In fact, Franklin seems all too aware to his approaching finitude, cautioning Stiles, who wanted to honor Franklin at Yale with a portrait:
You have an excellent Artist lately arrived. If he will undertake to make one for you, I shall chearfully pay the Expence: But he must not long delay setting about it, or I may slip thro' his Fingers, for I am now in my 85th Year's and very infirm.
In the letter Franklin makes two statements I wish to comment upon. The first:
“You desire to know something of my Religion. It is the first time I have been questioned upon it: But I do not take your Curiosity amiss, and shall endeavour in a few Words to gratify it.
I had to wonder whether Franklin was accurate in his memory or whether previous inquires went forgotten. Franklin is now 85 years of age. Is this really the first time he has been questioned about his religion? What a tragic reproach upon Christians. I realize Christians of the colonial era, were not, for the most part, highly evangelistic and much too intellectual. I know there were exceptions like George Whitefield and Jonathan Edwards. Still, no one had taken Franklin to task about what we believe is the most important part of man—his eternal soul?
And Ezra Stiles?
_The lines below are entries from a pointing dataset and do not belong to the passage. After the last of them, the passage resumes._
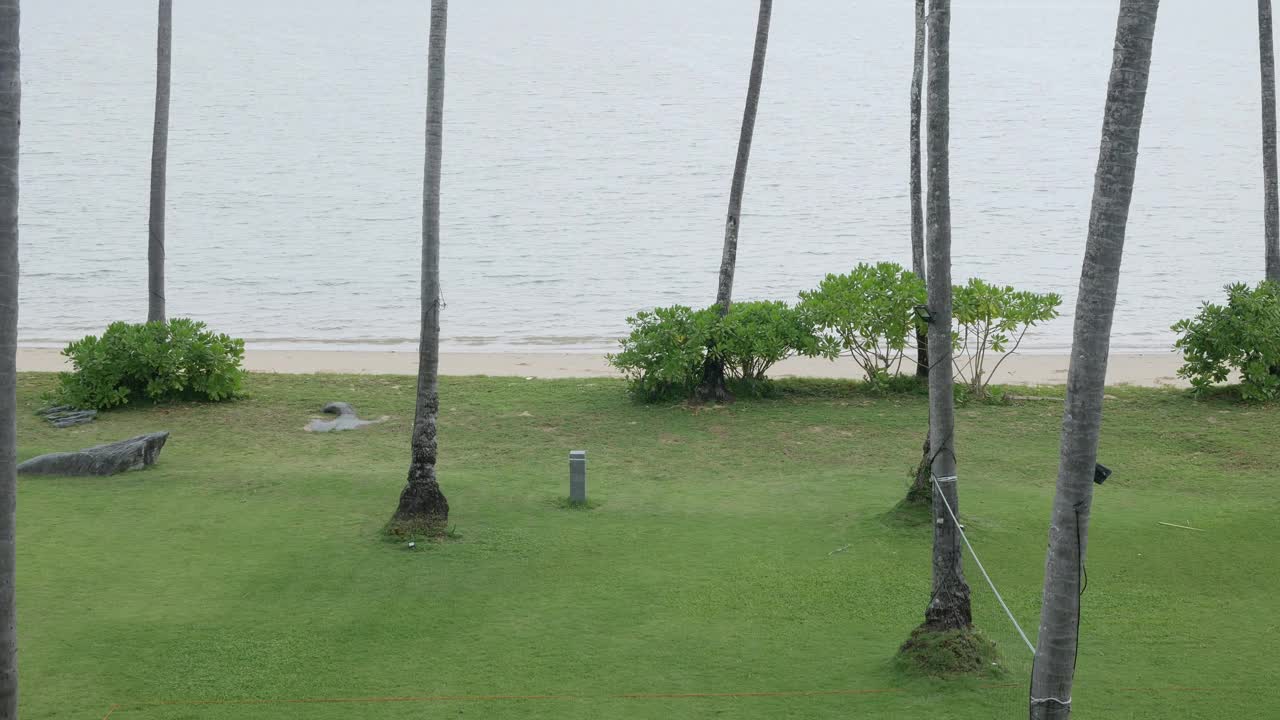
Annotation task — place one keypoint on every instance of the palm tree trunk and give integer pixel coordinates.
(159, 162)
(1267, 60)
(949, 606)
(421, 499)
(10, 103)
(713, 372)
(1069, 525)
(922, 342)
He was a Congregational minister and a New Englander (Connecticut and Rhode Island) who may never have meet the Pennsylvanian Franklin in person. Yet, they clearly had many correspondences. At least Stiles finally got around to asking the key question.
So maybe we modern evangelicals can walk away with two lessons here. First, make sure our values match our priorities. If we really value the souls of mankind, let’s have that conversation before we talk about contemporary events. Sports, weather, hobbies, and families all make for enriching and non-threatening conversations, but we shouldn’t be treating faith as an after-thought. Second, it’s never too late to have that conversation with people in our lives. I know ‘religion’ makes people uncomfortable and I like putting people at ease, so it’s easy to avoid it. But I, and millions of other evangelicals, need to get over it. Have that conversation with the people in your life. Today.
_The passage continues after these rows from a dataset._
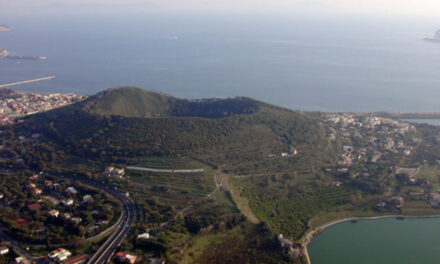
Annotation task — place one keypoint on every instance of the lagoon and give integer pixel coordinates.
(409, 241)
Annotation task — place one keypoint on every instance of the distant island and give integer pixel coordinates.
(436, 37)
(5, 28)
(4, 54)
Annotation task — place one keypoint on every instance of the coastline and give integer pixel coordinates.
(310, 235)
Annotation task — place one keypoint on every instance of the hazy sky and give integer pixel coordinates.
(383, 7)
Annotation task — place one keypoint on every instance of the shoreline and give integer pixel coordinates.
(310, 235)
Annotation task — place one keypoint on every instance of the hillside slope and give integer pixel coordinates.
(136, 102)
(128, 123)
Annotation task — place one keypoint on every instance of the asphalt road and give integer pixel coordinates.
(128, 213)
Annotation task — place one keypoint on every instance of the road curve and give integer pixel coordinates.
(128, 214)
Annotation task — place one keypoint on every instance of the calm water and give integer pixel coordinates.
(434, 122)
(387, 241)
(342, 64)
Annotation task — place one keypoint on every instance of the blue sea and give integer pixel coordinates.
(320, 63)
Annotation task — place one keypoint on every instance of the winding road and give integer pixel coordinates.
(128, 215)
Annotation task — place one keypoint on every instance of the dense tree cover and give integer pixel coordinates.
(238, 140)
(135, 102)
(290, 216)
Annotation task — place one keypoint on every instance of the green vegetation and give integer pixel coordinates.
(267, 170)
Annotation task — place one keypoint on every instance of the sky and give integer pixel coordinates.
(380, 7)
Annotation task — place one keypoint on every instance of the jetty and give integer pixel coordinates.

The second statement Franklin made in his letter was about Jesus:
As to Jesus of Nazareth, my Opinion of whom you particularly desire, I think the System of Morals and his Religion as he left them to us, the best the World ever saw, or is likely to see; but I apprehend it has received various corrupting Changes, and I have with most of the present Dissenters in England, some Doubts as to his Divinity: tho' it is a Question I do not dogmatise upon, having never studied it, and think it needless to busy myself with it now, when I expect soon an Opportunity of knowing the Truth with less Trouble.
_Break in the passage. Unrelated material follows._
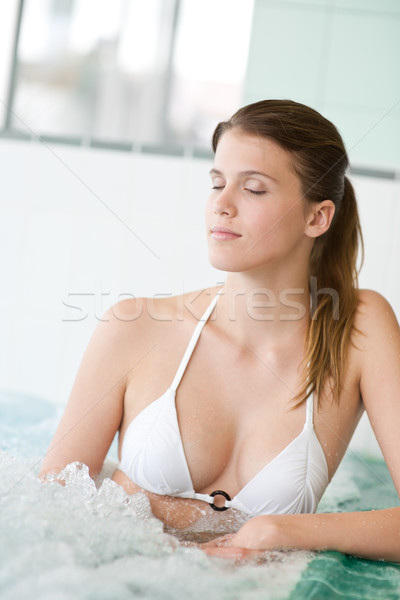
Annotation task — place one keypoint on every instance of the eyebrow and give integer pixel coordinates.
(245, 174)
Again, where were Franklin’s spiritual friends, elevating the need for him to “busy” himself with thoughts of Jesus? Why did they let him get away with so casually dismissing the need to contemplate Jesus. Franklin had previously stated he believed in God. But his belief in God promoted only a moralism…a doing good to others. He never saw himself as one who was a sinner…a rebel against the holiness of God in desperate need of the saving work of Jesus. In Franklin’s view, Jesus was a good teacher and he didn’t need to take the time to figure out if that was all Jesus was.
Benjamin Franklin. Patriot. Founder. Witty and brilliant; wise and helpful; inquisitive and experimental. He left the world a better place. But he never properly answered life’s singularly most important question—Who is Jesus?